Warum Abnehmen bei Schmerz so schwer ist
Viele Schmerzpatient*innen möchten ihr Gewicht reduzieren – und stoßen trotzdem auf Frust. Warum? Weil Schmerz den Alltag verändert – und mit ihm oft auch die Lebensgewohnheiten:
- Bewegung ist eingeschränkt, der Energieverbrauch sinkt.
- Stress, Müdigkeit oder depressive Verstimmungen führen zu mehr Appetit – vor allem auf schnelle Kohlenhydrate.
- Fertiggerichte statt frisch Gekochtem sind oft die Folge von Antriebslosigkeit.
- Medikamente wie Antidepressiva oder Cannabis können zusätzlich den Appetit steigern.
Diese Faktoren verstärken sich oft gegenseitig – mit dem Ergebnis, dass selbst motivierte Patient*innen oft nicht weiterkommen.
Die „Selfish-Brain-Theory“: Wenn das Gehirn Energie an sich reißt
Eine faszinierende Erklärung dafür, warum Abnehmen so schwer sein kann, liefert die sogenannte Selfish-Brain-Theory.
Sie beschreibt das Gehirn als eine Art „Energieboss“, der dafür sorgt, dass es selbst zuerst versorgt wird – auch auf Kosten anderer Organe. Das Gehirn verbraucht etwa 20 % der Energie unseres Körpers, obwohl es nur 2 % wiegt. Besonders unter Stress braucht es noch mehr – und holt sich diese Energie, wo es nur kann.

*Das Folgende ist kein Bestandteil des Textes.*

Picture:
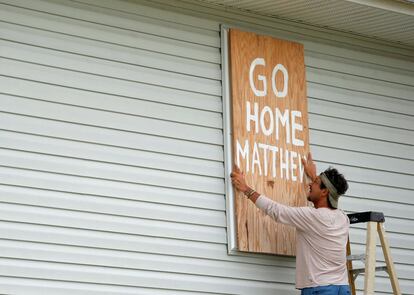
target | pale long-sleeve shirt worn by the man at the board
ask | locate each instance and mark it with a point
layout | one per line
(321, 237)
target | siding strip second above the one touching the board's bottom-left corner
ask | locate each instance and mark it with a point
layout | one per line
(111, 206)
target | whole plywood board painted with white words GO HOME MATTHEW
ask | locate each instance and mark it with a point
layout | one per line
(270, 134)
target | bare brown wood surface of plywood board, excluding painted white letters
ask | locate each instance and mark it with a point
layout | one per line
(255, 231)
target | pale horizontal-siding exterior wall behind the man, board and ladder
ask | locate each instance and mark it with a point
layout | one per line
(111, 142)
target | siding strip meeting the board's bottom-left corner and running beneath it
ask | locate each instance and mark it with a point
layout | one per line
(133, 243)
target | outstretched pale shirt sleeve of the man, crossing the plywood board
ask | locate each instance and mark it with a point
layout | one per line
(300, 217)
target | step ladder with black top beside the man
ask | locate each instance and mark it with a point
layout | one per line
(375, 222)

Zwei Reaktionstypen unter Stress:
- Habituierer: Ihr Gehirn spart unter Dauerstress Energie. Sie essen mehr, um das Gehirn zu „beruhigen“ – es kommt zur Gewichtszunahme durch sogenanntes „Body-Pull“-Verhalten.
- Nicht-Habituierer: Ihr Gehirn bleibt dauerhaft in Alarmbereitschaft. Es zieht sich gezielt Energie aus anderen Körperreserven – z. B. über Zucker oder Ketone. Dieses „Brain-Pull“-Verhalten kann zu Muskelabbau, innerer Unruhe, Kopfschmerzen oder Bauchfettzunahme führen. Kurz gesagt: Selbst wenn man versucht, weniger zu essen, kann das Gehirn Signale senden, die Appetit und Nahrungsaufnahme erhöhen. Ein echtes Dilemma – und eine Erklärung, warum reine „Willenskraft“ oft nicht reicht.

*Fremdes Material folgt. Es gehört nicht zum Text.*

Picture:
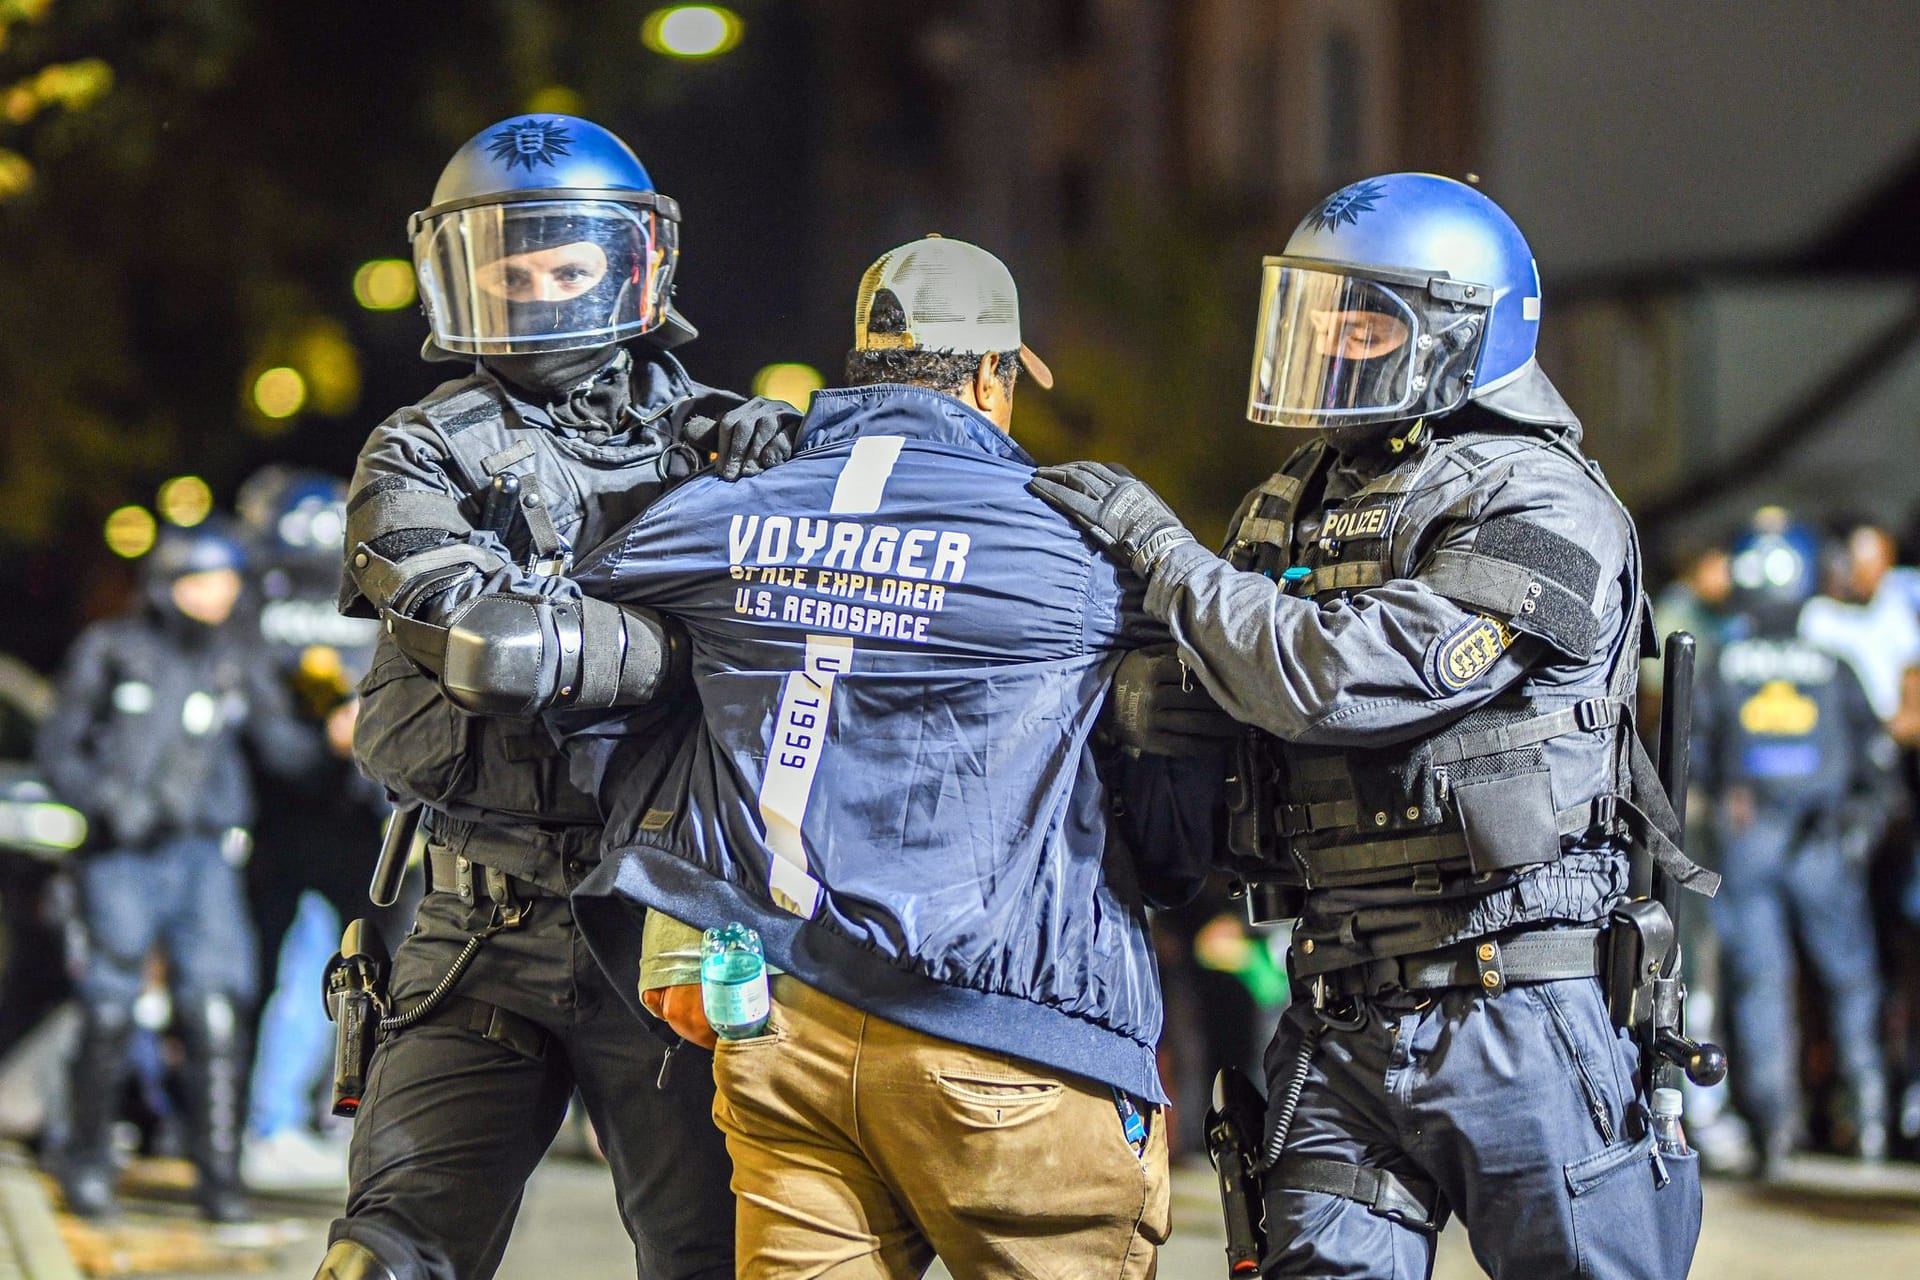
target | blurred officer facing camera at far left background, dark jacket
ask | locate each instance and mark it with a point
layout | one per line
(147, 740)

Fazit: Warum ein ganzheitlicher Ansatz entscheidend ist
Für Schmerzpatient*innen ist eine Gewichtsreduktion zwar häufig sinnvoll – aber alles andere als einfach. Wichtig ist:
- Realistische Ziele statt strenger Diäten
- Individuell abgestimmte Therapie, die Bewegung, Ernährung und Verhalten kombiniert
- Psychologische Unterstützung, um Stress und emotionale Auslöser besser zu verstehen
- Akzeptanz, dass es manchmal langsamer geht – und dass Rückschritte dazugehören
Erfolgreiche Therapie beginnt nicht auf der Waage, sondern mit Verständnis für den eigenen Körper. Wer die biologischen, psychischen und sozialen Zusammenhänge erkennt, hat bessere Chancen, langfristig etwas zu verändern.